BRF increases revenue, expands global reach

Brazil-based meat company, BRF, has made a number of acquisitions in recent months and has now reported a year-on-year increase of 2.7 percent in quarter revenue to BRL8.5 billion (US$2.7 billion).

Alfonso Lima, Freeimages.com
Alfonso Lima, Freeimages.com

Brazil-based meat company BRF has made a number of acquisitions in recent months and has now reported a year-on-year increase of 2.7 percent in quarter revenue to BRL8.5 billion (US$2.7 billion). This the company has achieved despite what is describes as an “adverse business environment.” For the financial year so far, overall net revenue stands at more than BRL25.1 billion (US$7.88 billion), which is 8.2 percent more than a year ago.

For BRF, Brazil and Middle East/North Africa (MENA) continued to be the strongest regions for business in the third quarter of 2016 in terms of volume sales and net operating revenue.
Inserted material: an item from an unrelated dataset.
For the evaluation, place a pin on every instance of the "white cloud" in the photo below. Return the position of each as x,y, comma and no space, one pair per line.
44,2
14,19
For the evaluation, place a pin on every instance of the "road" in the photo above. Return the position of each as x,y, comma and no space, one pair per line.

Despite falling demand in the company’s home market, net revenue there was up 2.8 percent from the previous three-month period to BRL3.6 billion (US$1.1 billion). The improvement was attributed to innovations in a number of product ranges. Of its global business, only in Brazil has BRF recorded decreases in volume sales and net revenue for the current quarter compared to the previous one, and for the first nine months of this year compared with 2015. For the third quarter, sales of poultry are up in volume but this serves to reduce the decline in production by BRF in Brazil so far this year to 8.2 percent. Net revenue for the first nine months of this year is 3.2 percent below the 2015 figure.

Local production remains the “growth engine” in the MENA region. This helped support a 60 percent increase in the volume of processed foods produced during the quarter compared with the previous year. Net operating revenue in the region was BRL1.56 billion (US$490 million), 6.9 percent below the same quarter last year.

With an increase of 83 percent, the biggest percentage growth in BRF’s business volume year-on-year was achieved in Asia. Net operating revenue there was BRL1.28 billion (US$402 million), which is 68 percent more than in the third quarter of 2015. Sales have been strong in China, Malaysia and Vietnam, while the company’s business in Thailand has undergone a period of consolidation.

BRF describes the business conditions in Europe/Eurasia as “very challenging,” largely as the result of the falling value of the UK pound and Russian ruble. Net operating revenue in this region for the quarter was a little over BRL963 million (US$303 million) - 14.3 percent below the revenue for the same period in 2015.

Growth in value-added products was a highlight of the company’s 11.5 percent increase in sales in the region comprising the Americas (excluding Brazil). Net revenue for the quarter of BRL550 million (US$173 million) was also attributed to two recent acquisitions in Argentina, Campo Austral and Calchaquí, and to the re-launch of Sadia’s nuggets.

Quarterly sales volume for BRF in Africa was 4.4 percent above the previous three-month period, netting the company BRL191 million (US$60 million). The results were adversely impacted by political and macroeconomic difficulties in a number of countries in the region. Despite an increase in sales volume of 13.7 percent over the same period last year, third-quarter 2016 revenue for BRF was down 6.3 percent in this region.

BRF further develops its global reach

The company reports it has invested BRL641 million (US$201 million) over the last three months in measures to support the growth of the business, increase process efficiency and implement a number of new projects.

Earlier this month, BRF announced it had completed the acquisition of a majority stake in Malaysian company, FFM Further Processing.

To increase its presence in China through strategic partnerships, BRF has also signed an investment agreement worth US$20 million in the Initial Public Offering (IPO) for COFCO Meat of China, in order to increase its presence in China through strategic partnerships. A growing vertically integrated pork business, COFCO Meat has 47 hog farms, two slaughterhouses and two processing plants strategically located across China.

In June, BRF set up a new subsidiary, Sadia Halal, to specialize and serve Muslim markets.

In other developments over the period, BRF issued US$500 million in international 10-year bonds with a 4.35 per cent per annum coupon. It has also announced a reduction of 30 percent in the sodium content of more than 40 products in the Sadia portfolio, and the company launched a new range of ready-to-cook meals endorsed by Jamie Oliver. British TV chef Oliver has been in Brazil recently to announce his partnership with Sadia.

CEO’s view of BRF’s prospects for 2017

“Looking ahead, we reaffirm our purpose to ‘Feed the World’ and our strategic direction to grow through innovation,” Pedro Faria, Global CEO of BRF said, commenting on the latest quarter’s results. “We are certain that we will begin 2017 even stronger than our competitors. For the coming quarters, we believe the scenario for the sector will continue to improve due to the adjustment in the supply of chicken according to public data on production and housing, a gradual convergence of the price of corn to levels near export parity and a recovery of the Brazilian economy.”